LANZHOU, Aug. 31 (Xinhua) -- Zhang Yangsheng, an independent Chinese designer, is once again preparing for his journey to the Red Dot Design Award Ceremony held in Germany this September.
The Red Dot is an international product design prize that was set up in 1955. Zhang's works stood out from thousands of entries, and he won three awards this year.
"Chinese culture and elements are my major sources of inspiration," said Zhang, who has won a total of eight Red Dot awards over the past seven years.
One of his award-winning works is a non-spill bottle. The bottle can lean in any direction and right itself without spilling.

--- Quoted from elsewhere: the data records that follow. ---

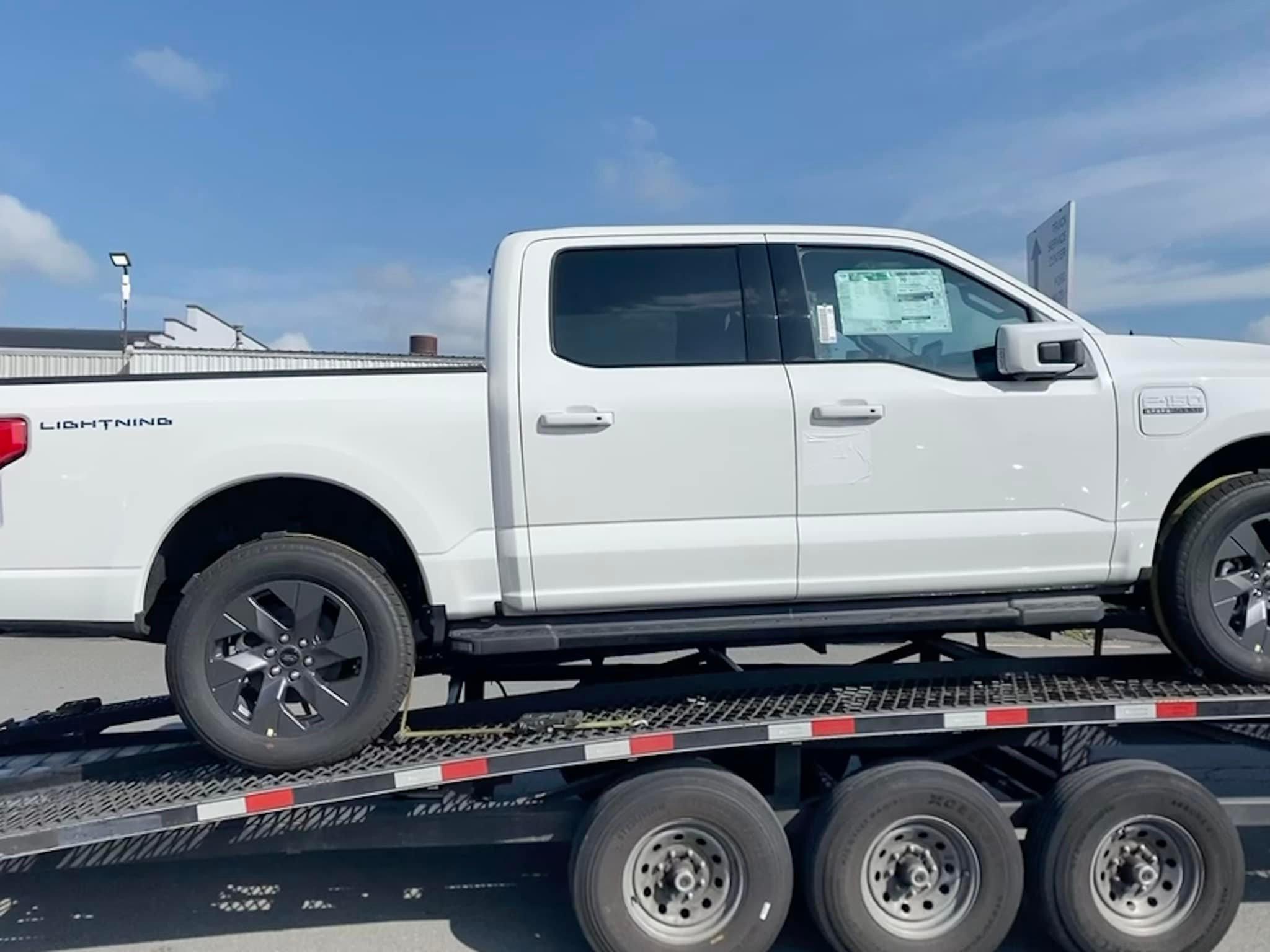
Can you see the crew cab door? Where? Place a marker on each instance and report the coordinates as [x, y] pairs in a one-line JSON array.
[[657, 423], [921, 469]]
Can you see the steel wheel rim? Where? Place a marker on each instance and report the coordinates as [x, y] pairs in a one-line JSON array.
[[921, 878], [1147, 875], [685, 881], [286, 659], [1238, 583]]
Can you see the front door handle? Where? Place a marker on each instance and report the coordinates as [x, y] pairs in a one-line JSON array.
[[849, 412], [577, 420]]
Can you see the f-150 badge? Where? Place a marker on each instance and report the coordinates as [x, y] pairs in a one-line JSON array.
[[1170, 412]]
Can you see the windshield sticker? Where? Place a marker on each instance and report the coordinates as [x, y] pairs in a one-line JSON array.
[[827, 324], [908, 301]]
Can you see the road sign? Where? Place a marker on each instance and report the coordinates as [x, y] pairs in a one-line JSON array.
[[1050, 253]]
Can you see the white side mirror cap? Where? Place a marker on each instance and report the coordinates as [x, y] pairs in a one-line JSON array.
[[1039, 351]]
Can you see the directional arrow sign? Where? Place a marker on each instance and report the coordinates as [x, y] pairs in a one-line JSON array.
[[1050, 254]]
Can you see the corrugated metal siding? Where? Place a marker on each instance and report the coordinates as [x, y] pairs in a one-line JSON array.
[[93, 363]]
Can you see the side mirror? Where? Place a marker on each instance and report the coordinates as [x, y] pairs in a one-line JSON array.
[[1039, 351]]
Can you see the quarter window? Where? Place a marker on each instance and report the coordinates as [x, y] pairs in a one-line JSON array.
[[864, 304], [648, 306]]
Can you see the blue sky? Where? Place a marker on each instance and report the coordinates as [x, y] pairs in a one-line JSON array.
[[342, 172]]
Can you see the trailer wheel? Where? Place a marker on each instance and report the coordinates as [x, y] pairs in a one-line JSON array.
[[910, 857], [681, 858], [1212, 583], [290, 653], [1133, 856]]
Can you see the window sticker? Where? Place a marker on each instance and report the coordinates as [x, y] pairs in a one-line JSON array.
[[827, 324], [907, 301]]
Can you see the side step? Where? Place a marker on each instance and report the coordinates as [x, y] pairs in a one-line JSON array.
[[761, 625]]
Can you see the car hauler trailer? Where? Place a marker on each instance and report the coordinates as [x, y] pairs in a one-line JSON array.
[[905, 788]]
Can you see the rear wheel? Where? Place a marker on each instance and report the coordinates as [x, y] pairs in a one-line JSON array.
[[1213, 580], [1134, 857], [681, 858], [290, 653]]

"The design was inspired by a traditional Chinese roly-poly toy, a round-bottomed doll that is self-balancing. When I prepared bottles for my child, I would sometimes knock them over and soil the rubber nipple," Zhang said.
"I began to do some research and discovered that the ancient Chinese toy's egg-shaped bottom could solve my problem," he said.
Another one of Zhang's award-winning designs is a package of thin, dried Chinese noodles. The design is inspired by makeup used in the Peking Opera, folk culture and cartoons.
"I first got the idea during a museum tour, during which I was surprised to find that the beard created from Peking Opera makeup is similar to the shape of Chinese hand-pulled noodles," he recalled.
Zhang matched various types of noodles with different images of famous figures in ancient China. Thanks to Zhang's work, Chinese hand-pulled noodles, a regional specialty of northwest China, caught the world's attention.
A graduate from Lanzhou University in Gansu Province, Zhang worked in business for nine years before he started his career as a designer.
"When I brainstorm design ideas, I always evaluate their practical use and social value first," he said. "I always want to bring innovation to traditional culture."
"The market is changing, and many enterprises are seeking cooperation with independent designers, which provides bright prospects for the younger generation," Zhang said.
"Many young designers in China know the traditional culture well and can express it in unique ways," he noted. "I believe that more Chinese designs and designers will go global in the near future."